Esos obnubilados no distinguen matices en quienes bajan de aviones y cruceros: como si, entre muchos visitantes virtuosos y dignos, hasta solidarios y amorosos de Cuba desde el respeto, no se infiltraran ciertos groseros buscavidas que recuerdan aquellos personajes de quinta categoría alistados en los galeones de la Conquista, para buscar riquezas a cualquier precio.
Al abordar este fenómeno, no debe obviarse que Cuba permaneció años cerrada al turismo foráneo y con el dólar penalizado a lo interno. Y cuando se abrió esa compuerta, urgidos por la crisis económica, prevalecieron compartimentaciones y relegaciones hacia el nacional, que por suerte van desapareciendo. Ahora el nuevo y serio problema es que tengas o no los recursos para hospedarte en un buen hotel o comprar en las TRD.
Tampoco se puede olvidar, para no repetirlo, que ciertas instituciones públicas le han hecho el juego a esta tendencia neoservil cuando, en una política de doble rasero, le exigen al cubano ciertos atributos y normativas para acceder a no pocos sitios; en contraste con la sumisión permisiva con que tratan al foráneo.
De la cerrazón bruscamente a la apertura, inevitablemente hay quienes mitifican todo lo que esté, allende el mar, sobre todo hacia las latitudes «nortecinas». Y hasta ven en sus propios familiares emigrados, cuando pisan suelo, una filial de la Cruz Roja Internacional. Empiezan a «desnudar» al tío o a la prima ya en la terminal aérea: esto es mío, esto es mío, sin sopesar lo que cuesta.
Los anuncios de cambios y flexibilizaciones en la política migratoria del país, aun con los desafíos que traigan a la sociedad cubana, prefiero verlos como oportunidades para levantar la autoestima nacional y no destapes para la vulnerabilidad. A fin de cuentas, si el cubano viaja más, podrá ver más de cerca cómo está el mundo, y también aquilatar por contraste buenas cosas de su país.
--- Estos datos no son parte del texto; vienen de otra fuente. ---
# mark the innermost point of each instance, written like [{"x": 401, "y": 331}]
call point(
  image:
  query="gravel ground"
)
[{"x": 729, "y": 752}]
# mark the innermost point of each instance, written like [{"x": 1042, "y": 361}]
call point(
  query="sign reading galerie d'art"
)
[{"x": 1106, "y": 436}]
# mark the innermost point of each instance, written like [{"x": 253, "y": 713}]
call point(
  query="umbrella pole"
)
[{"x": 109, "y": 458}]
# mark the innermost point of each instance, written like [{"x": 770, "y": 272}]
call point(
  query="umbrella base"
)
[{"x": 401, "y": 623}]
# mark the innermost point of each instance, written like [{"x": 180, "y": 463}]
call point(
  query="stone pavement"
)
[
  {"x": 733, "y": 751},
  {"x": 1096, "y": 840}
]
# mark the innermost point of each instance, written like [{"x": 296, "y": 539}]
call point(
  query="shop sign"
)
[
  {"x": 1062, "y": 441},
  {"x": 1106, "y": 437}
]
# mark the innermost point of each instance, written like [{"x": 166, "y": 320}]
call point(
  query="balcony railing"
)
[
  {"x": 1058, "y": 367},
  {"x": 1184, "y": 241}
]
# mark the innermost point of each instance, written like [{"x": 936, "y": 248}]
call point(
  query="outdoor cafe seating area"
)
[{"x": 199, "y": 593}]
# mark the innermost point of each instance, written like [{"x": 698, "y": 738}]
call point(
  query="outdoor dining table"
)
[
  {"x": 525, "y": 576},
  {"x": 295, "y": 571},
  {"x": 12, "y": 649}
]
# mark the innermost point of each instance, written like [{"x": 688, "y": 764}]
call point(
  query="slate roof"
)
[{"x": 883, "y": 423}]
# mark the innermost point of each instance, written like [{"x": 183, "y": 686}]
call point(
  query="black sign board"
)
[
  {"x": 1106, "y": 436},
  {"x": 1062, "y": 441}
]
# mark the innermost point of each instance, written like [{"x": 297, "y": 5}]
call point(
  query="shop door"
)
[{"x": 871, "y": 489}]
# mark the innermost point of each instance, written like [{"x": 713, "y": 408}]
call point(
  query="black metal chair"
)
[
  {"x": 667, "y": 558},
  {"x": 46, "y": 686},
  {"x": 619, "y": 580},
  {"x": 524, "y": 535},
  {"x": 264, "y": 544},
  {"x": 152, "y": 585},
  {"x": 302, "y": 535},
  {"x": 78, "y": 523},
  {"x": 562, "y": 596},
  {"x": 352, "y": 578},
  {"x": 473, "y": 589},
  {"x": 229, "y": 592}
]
Al final, la lección es que Cuba no puede vivir en una campana de cristal, y debe poner a prueba audazmente sus virtudes y valores como sociedad, abriéndose y preparándose para cuanto fenómeno nos llegue del mundo. Nuestras fortalezas, que son bastantes y sui géneris, valdrán más sin muros ni escotillas, que no sean la dignidad de quien predica servir, y no lo servil.